"You" and "I" are depressing terms. They are concepts that prove even the most intimate people cannot see or feel as one, for he is not you.
When they were very young, Kanon was unable to tell himself apart from Saga and never would use those words. If little Saga tripped and skinned a kneecap, little Kanon would cry on the side: "Kanon hurt." If little Kanon had homework he could not do, he would chew on his pencil with knitted brows and say, "Saga can't figure this out." Shion tried to correct him several times, but never with good result. Stubbornly, Kanon felt that Saga and he were the same person, no matter who was hurt or whose name was used. Saga did not mind at that time, and even liked it. Having a companion through pain and bliss was not bad.
Slowly, they grew to their teens. Saga's reaction to Kanon's confusion steadily elevated into irritation. He grew to love independence in living and abhorred the concept of a shared life. He began to distance himself from Kanon, training alone, going out alone, and never calling Kanon along to join whatever he was doing. And Kanon, when he couldn't find Saga, would throw a fit that shook not only the foundations of the Gemini House, but that of the entire Sanctuary.
Driven to distress, Saga asked: "What makes you think we are the same person? We're clearly not."
Kanon stared back with blank eyes.
Saga tried to smile and continued: "If I trip and fall, you don't actually feel it, you know?"
"I do," Kanon insisted.
"You do not," Saga steeled his voice. "You're hysteric. You want to believe so much that we are one that you pretend you feel it. It's a mental illness."
He watched as something shattered in Kanon's stunned eyes. A moment of hesitation passed, but he grit his teeth and continued: "Here's a number for a therapist. You should be seen."
With these words out, he turned and left. Kanon's pain was so thick and sharp in the air that he almost doubled back, to almost tell him that that was all just a joke. But he ruthlessly suppressed the desire and did not look back.
Behind him came the fearsome blast of an explosion, followed by the rumbling of stone columns collapsing.
Saga sighed. Of course, it's impossible to get rid of this life-sharing child. Why could he not understand? Each person was an individual who held his own stance, beliefs, and reason. It was impossible for two people to share the exact same consciousness.
From that day on, Kanon drew a clear line of division between the two. He never followed Saga again. They still lived in the same House, but the dynamic between had turned to animosity.
---- Excerpt from 惹是生非 by 寸寸, translated by yours truly.
Yes yes, I've turned to fanfics now that I've exhausted any supply of fanart. But the above hit a nerve that finally confirmed my longtime suspicions that I actually, really, have a twins-fixation. Not the real life variety of whom I have all-too-much exposure (cough), but the idealized version found in fiction. As early as when I first started rounding up books to trade with that person half a year ago (already?), I noticed that both of my top choices involved twins as major devices: Esta and Rahel; Magid and Millat. Part of me wondered, then and there, what kind of vibe that might send a stranger about me.

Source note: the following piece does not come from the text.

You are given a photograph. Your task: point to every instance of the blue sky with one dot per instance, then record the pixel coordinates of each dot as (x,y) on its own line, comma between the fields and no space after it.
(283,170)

And now, finally, somehow, it would happen that a fanfic out of all things should be what pieces everything together:
I'm not into "twins" or twincest.
I'm not lonely for company.
I'm not even all that curious about reality outside of the limited perception of my "car."
What I am is I'm in wild desperation of the fact that I am alone in my consciousness. No matter how close I get to someone, the barrier of words/of skin/of non-intersectable space permanently blocks me, mentally and physically. This body is the prison that puts me under house arrest, isolated from the universe. This body is the barrier that limits my existence (confirmed in the eyes of others) to what I perform. The 90% of me that lies underneath, undetectable by performance, is apparently inconsequential. It is the lament of that 90% that surfaces as occasional pangs too-often mistaken for simple lonesome longings, or curiosity for potential freedom outside of this body.
Mythical, fictional twins always seem to at least somewhat address this issue.
Or it's all just a subconscious excuse for a rationalization of why I sport such a giant boner for myself.